On 06/09/2011 11:58 AM, Bruno Haible wrote:
Paolo,
[=e=] to match "e" as well as accented versions like é, è and ê).
That is the one feature that you get with glibc, and that you would
sacrifice when building --with-included-regex.
I agree. It's up to distros to choose, of course.
If you are on the point of sacrificing a glibc feature in many programs,
then IMO you should first talk with the glibc people to see what alternative
they can offer.
No, I'm not! It's not any different from now. Right now, some
distros/people use --with-included-regex and get broken semantics + no
equivalence classes; others use --without-included-regex and get another
kind of broken semantics.
With my proposal, distros/people that use --with-included-regex would
get understandable semantics + no equivalence classes; others will see
no change.
I don't plan to change the default between the two.
It is probably futile to ask Ulrich Drepper to change how [a-z] is interpreted
by default.
I think it would be possible to discuss it civilly with Uli (not on
Bugzilla though). Unfortunately, more glibc development now seems to be
done by someone I shall not name who sports twice the arrogance and half
the knowledge/talent.
But what would gnulib need so as to implement our "desired"

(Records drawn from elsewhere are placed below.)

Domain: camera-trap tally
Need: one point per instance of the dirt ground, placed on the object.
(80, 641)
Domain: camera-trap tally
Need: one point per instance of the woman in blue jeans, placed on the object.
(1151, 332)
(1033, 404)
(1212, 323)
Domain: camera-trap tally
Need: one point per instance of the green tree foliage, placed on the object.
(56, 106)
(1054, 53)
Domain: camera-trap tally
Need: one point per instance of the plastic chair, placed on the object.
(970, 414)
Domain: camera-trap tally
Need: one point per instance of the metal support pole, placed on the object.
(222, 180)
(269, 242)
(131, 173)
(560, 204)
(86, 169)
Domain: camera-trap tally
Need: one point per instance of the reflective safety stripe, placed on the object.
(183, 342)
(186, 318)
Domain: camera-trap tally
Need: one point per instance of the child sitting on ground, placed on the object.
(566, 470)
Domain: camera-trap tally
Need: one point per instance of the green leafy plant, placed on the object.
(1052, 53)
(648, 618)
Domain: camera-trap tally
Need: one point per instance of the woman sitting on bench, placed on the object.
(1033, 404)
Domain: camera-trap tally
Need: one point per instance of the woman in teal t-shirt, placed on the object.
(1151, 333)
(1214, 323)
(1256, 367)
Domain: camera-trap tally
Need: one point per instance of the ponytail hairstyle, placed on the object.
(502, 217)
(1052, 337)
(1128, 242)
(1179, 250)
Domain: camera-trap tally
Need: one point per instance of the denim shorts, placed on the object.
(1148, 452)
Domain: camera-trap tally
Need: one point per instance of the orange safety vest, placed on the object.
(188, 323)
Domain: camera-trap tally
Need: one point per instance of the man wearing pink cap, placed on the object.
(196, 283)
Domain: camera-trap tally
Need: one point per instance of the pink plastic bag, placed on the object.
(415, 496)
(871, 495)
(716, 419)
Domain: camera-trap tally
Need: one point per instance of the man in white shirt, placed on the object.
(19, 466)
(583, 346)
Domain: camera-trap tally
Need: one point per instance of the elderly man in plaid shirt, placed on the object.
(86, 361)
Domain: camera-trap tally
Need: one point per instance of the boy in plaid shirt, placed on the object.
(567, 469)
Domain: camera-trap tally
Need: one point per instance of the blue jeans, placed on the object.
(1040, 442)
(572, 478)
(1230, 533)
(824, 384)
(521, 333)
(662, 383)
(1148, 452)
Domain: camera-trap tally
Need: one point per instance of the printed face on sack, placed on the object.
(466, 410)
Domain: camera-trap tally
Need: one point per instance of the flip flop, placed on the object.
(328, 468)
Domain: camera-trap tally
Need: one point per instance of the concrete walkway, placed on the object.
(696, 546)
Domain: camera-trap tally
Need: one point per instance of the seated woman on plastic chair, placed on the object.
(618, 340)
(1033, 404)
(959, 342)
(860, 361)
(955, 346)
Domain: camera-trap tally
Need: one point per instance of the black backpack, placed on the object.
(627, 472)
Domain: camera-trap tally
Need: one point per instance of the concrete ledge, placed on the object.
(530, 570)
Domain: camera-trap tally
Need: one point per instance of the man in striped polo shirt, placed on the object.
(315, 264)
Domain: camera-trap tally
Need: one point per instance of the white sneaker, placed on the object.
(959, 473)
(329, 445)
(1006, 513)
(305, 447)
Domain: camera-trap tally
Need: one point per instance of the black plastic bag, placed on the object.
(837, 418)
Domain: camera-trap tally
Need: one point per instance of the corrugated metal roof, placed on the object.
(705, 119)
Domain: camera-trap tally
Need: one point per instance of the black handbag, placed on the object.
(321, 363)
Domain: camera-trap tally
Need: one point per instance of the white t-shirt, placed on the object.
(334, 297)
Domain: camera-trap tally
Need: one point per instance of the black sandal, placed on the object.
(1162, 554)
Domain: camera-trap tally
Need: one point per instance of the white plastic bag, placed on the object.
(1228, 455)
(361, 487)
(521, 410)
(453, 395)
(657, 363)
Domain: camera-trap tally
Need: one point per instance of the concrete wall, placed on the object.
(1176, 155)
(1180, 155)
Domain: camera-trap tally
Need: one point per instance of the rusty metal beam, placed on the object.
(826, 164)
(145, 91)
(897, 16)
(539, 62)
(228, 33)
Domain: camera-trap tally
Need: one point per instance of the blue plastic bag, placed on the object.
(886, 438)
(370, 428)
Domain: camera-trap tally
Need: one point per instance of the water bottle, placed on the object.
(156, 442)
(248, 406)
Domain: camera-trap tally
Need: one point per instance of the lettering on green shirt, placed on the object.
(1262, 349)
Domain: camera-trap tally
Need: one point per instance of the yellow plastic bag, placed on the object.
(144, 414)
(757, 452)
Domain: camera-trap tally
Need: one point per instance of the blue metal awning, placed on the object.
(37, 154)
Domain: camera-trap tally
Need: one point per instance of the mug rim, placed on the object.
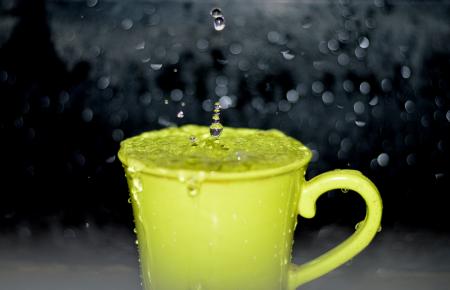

behaviour? As far as I understand, you want to keep the interpretation of
[=e=] in the POSIX + glibc way, but change the interpretation of [a-z]?
That's a different story. If we could implement [=e=] in gnulib code
using glibc extensions, I would be all for that. But even right now,
using gnulib's regex means sacrificing [=e=]. So that's a separate topic.
The only possibility is that with this change more distros may be using
--with-included-regex. That's their choice, not ours.
Then, what do we need from glibc?
- Do we need a RE_RANGES_IGNORE_LOCALES flag, like Arnold proposed?
No, that would be really really bad to have, for the reasons I mentioned
in my original email.
- Do we need an API that allows us to access the collation elements?
(Or is strcoll and wcscoll sufficient?)
No, they're not, and I thought about designing such an API last year,
but in the end decided that locale behavior of regex are irremediably
broken. For example, when you have a collation element, you can match
it using ranges (e.g. [d-i] matches "ch" in Czech; "ch" collates after
"h"), and even apply negation (e.g. [^c-h] matches "ch" too). However
there is no way to anchor your match to the beginning of the collation
element. So "chci" matches both /[c-h]+ci/ and /[^c-h]+ci/. It is
beyond repair, and [=e=] is the only part that can be salvaged.
Paolo